Now this seems generous as he is evidently asking Jacob to name his own
prove. However, Jacob doesn’t appear to
trust the offer – probably with good reason given Laban’s past performance –
and asks for what seems to be a modest request,
“But if you will do this one thing for me, I will go on
tending your flocks and watching over them: 32 Let me go through all your flocks today and remove from
them every speckled or spotted sheep, every dark-colored lamb and every spotted
or speckled goat.
Now I don’t know much about raising sheep and goats but from
what I have seen spotted ones don’t seem to be that numerous. Laban probably believes he has gotten the
best of his son-in-law again and is likely rejoicing inside – although he would
be trying as hard as possible not to show it.
Now we know that Jacob is no fool – at least not in the popular sense –
and has a trick up his sleeve. He uses
what can be described as sympathetic magic to have the flock produce striped,
speckled and spotted. These he claimed
for his own and as it says he, ‘grew exceedingly rich’.
The use of magic and divination is quite common in the bible
but it always makes me sit up and take notice when I read it again for the
first time. My best understanding of
magic as opposed to asking God to intervene in our affairs is that magic is
used to manipulate creation for our own ends.
Sometimes this can be doe good (white magic) and sometimes for evil
(black magic). However, it is directed
by our will and not God’s. When we pray
to God we are asking that things be done if it is God’s will.

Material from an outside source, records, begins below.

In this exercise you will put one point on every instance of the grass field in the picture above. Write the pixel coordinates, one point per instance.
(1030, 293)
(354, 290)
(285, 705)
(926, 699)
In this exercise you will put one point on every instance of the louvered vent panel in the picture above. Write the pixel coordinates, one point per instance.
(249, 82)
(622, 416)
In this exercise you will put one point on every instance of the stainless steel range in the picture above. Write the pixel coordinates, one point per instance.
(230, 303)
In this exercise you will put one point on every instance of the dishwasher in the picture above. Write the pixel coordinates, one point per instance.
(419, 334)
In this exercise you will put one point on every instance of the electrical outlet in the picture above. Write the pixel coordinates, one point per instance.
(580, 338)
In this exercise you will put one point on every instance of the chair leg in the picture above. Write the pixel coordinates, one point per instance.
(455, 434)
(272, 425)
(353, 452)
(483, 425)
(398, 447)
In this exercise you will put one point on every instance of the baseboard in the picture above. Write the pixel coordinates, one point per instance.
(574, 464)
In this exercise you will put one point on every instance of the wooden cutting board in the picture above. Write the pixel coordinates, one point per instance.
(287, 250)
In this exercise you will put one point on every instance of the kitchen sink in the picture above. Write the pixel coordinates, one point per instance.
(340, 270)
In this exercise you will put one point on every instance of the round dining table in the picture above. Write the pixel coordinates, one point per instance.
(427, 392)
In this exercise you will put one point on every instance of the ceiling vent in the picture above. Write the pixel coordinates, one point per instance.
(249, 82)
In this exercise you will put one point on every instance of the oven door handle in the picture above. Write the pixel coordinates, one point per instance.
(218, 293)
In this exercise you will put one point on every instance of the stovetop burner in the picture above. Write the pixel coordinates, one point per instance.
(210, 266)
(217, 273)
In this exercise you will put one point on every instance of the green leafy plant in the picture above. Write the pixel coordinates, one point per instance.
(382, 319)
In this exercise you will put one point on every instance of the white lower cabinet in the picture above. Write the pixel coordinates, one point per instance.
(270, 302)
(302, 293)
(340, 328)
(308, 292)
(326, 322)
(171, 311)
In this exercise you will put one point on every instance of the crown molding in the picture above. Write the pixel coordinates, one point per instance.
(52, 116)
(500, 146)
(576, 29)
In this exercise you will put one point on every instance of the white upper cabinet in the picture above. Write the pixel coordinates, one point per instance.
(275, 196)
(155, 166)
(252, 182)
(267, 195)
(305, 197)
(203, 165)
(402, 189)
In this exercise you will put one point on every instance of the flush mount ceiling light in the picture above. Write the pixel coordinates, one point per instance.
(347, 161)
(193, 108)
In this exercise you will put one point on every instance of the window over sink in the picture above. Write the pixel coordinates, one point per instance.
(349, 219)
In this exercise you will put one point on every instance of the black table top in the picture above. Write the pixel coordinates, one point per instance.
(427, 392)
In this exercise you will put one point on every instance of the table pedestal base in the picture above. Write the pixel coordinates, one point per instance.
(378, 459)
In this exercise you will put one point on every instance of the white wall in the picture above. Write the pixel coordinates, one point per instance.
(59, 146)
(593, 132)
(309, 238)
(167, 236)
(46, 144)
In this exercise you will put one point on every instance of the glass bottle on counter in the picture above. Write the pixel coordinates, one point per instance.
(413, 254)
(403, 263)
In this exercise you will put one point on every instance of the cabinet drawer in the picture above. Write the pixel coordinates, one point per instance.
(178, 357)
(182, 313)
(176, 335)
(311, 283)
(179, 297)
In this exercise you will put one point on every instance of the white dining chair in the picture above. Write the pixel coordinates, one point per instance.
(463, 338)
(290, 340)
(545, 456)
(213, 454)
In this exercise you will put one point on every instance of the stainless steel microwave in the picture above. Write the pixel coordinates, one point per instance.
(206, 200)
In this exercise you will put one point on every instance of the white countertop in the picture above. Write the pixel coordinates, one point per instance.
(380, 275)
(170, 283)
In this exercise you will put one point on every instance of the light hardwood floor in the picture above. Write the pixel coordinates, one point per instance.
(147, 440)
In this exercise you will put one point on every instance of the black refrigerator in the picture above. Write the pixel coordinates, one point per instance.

We are hoping (and praying) that our will is in line with God’s
but we have no way of knowing God’s as that is beyond our comprehension as mere
mortals. In this case Jacob’s will
happens to coincide with God’s.
My last entry used the rather trite expression, ‘God can
make lemonade out of lemons’ to describe God’s seeming favour for Jacob when
Jacob was shall we say less than a perfect person. This was my rather feeble attempt to be cute
which I regretted after I pressed the send button. As I noted in email exchanges with a friend,
Alan Jones said it much better in his book Soul
Making, ,”God wills our good. This means that everything
that happens to us, including our sinning, can be turned to our good.”